Gestern abend beim Anstellen an der Kasse: Die Schlangen an allen Kassen gleich lang. Ich schaue nach rechts und links, merke mir die Leute die in den anderen Schlangen da stehen, wo ich stehen würde, wenn ich mich für deren Schlange entschieden hätte… Nach ein paar Minuten sind die Nachbarschlangen deutlich weitergerückt, nur meine kommt einfach nicht aus dem Quark.

Ganz vorne sitzt eine Kassiererin. Eine sehr junge Kassiererin. Eine sehr junge Kassiererin, die wohl gerade erst angefangen hat in diesem Supermarkt. „Na toll“, denke ich, „ich komme spät von der Arbeit, zu Hause warten die Kids, und jetzt erwische ich ausgerechnet diese eine Angestellte…“ – manchmal hat man die dunkelsten Gedanken beim Einkaufen. Und auch die ehrlichsten.

Dann noch ein Gedanke: Warum sehe ich das eigentlich nur aus meiner Perspektive? Wenn ich geduldig in der Schlange warte und beim Kassieren dann immer noch freundlich bin zu ihr – nimmt sie dann nicht eine gute Erfahrung mit nach Hause? Ist beim nächsten Mal ein klein bisschen mehr motiviert? Bekommt ein klein bisschen schneller Routine? Und in Zukunft müssen Leute bei ihr in der Schlange ein klein wenig weniger lang warten…?

Ich fürchte, viel zu oft bin ich, sind wir im Supermarkt, in der Familie, in der Gemeinde, im Leben überhaupt zuerst mit der Frage beschäftigt: Was habe ich davon? Warum kommt mir der andere jetzt in die Quere?

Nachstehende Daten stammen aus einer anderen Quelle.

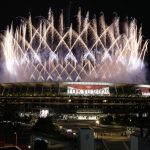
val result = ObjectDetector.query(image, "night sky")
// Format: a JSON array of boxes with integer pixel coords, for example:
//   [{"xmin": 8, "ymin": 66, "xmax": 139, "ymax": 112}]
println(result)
[
  {"xmin": 0, "ymin": 0, "xmax": 150, "ymax": 81},
  {"xmin": 0, "ymin": 0, "xmax": 149, "ymax": 35}
]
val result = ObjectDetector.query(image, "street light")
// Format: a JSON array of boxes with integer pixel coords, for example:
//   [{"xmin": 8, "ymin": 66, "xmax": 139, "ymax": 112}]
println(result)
[
  {"xmin": 68, "ymin": 99, "xmax": 72, "ymax": 102},
  {"xmin": 28, "ymin": 145, "xmax": 31, "ymax": 149},
  {"xmin": 14, "ymin": 132, "xmax": 17, "ymax": 145},
  {"xmin": 95, "ymin": 120, "xmax": 100, "ymax": 126}
]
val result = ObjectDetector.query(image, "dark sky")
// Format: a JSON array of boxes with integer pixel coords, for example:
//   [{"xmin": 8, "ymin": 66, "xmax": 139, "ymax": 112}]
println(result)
[
  {"xmin": 0, "ymin": 0, "xmax": 149, "ymax": 38},
  {"xmin": 0, "ymin": 0, "xmax": 149, "ymax": 80},
  {"xmin": 0, "ymin": 0, "xmax": 149, "ymax": 35}
]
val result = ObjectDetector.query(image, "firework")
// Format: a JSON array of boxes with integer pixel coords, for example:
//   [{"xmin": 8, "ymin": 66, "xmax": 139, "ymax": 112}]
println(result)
[{"xmin": 0, "ymin": 9, "xmax": 148, "ymax": 83}]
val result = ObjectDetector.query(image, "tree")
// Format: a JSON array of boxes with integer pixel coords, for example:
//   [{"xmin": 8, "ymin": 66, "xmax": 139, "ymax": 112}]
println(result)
[{"xmin": 32, "ymin": 117, "xmax": 58, "ymax": 135}]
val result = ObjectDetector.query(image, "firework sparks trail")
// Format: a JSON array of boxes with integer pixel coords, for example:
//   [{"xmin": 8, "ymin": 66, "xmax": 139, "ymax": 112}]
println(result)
[{"xmin": 0, "ymin": 9, "xmax": 148, "ymax": 83}]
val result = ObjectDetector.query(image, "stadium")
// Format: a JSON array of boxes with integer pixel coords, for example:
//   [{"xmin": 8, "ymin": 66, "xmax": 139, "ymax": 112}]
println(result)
[
  {"xmin": 0, "ymin": 82, "xmax": 150, "ymax": 118},
  {"xmin": 0, "ymin": 7, "xmax": 150, "ymax": 150},
  {"xmin": 0, "ymin": 9, "xmax": 150, "ymax": 118}
]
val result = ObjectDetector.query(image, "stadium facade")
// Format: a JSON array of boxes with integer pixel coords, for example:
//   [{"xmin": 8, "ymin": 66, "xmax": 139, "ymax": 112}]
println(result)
[{"xmin": 0, "ymin": 82, "xmax": 150, "ymax": 116}]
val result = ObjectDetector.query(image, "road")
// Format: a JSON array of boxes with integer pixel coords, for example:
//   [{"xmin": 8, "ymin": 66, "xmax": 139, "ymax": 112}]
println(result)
[{"xmin": 57, "ymin": 120, "xmax": 129, "ymax": 140}]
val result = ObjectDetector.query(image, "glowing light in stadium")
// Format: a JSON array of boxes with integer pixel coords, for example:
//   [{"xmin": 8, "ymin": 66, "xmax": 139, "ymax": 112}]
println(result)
[
  {"xmin": 40, "ymin": 109, "xmax": 49, "ymax": 118},
  {"xmin": 0, "ymin": 9, "xmax": 148, "ymax": 83}
]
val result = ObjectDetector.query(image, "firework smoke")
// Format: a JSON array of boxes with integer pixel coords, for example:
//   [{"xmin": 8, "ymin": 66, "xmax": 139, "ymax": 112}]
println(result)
[{"xmin": 0, "ymin": 9, "xmax": 148, "ymax": 83}]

Aber Jesus dreht für mich diese Frage herum: Was hat der andere von mir?

Jesus hat nie gefragt, was er davon hat auf die Erde zu kommen. Seine Göttlichkeit einzuschränken. Mit uns Menschen zu schuften, zu schwitzen, zu bluten, sie zu trösten, sie zu ertragen, sich alles aufzuladen, was wir mit uns herumschleppen. Nur für uns. Nur für mich. Und wie viel habe ich davon!

Je mehr ich das Leben durch die Brille des Was-habe-ich-jetzt-davon betrachten, desto mehr kleine unscheinbare Gelegenheiten Gottes verpasse ich, wirklich geistlich zu wachsen. Ich wünsche mir, dass Jesus mehr auf mich abfärbt – auch im Supermarkt…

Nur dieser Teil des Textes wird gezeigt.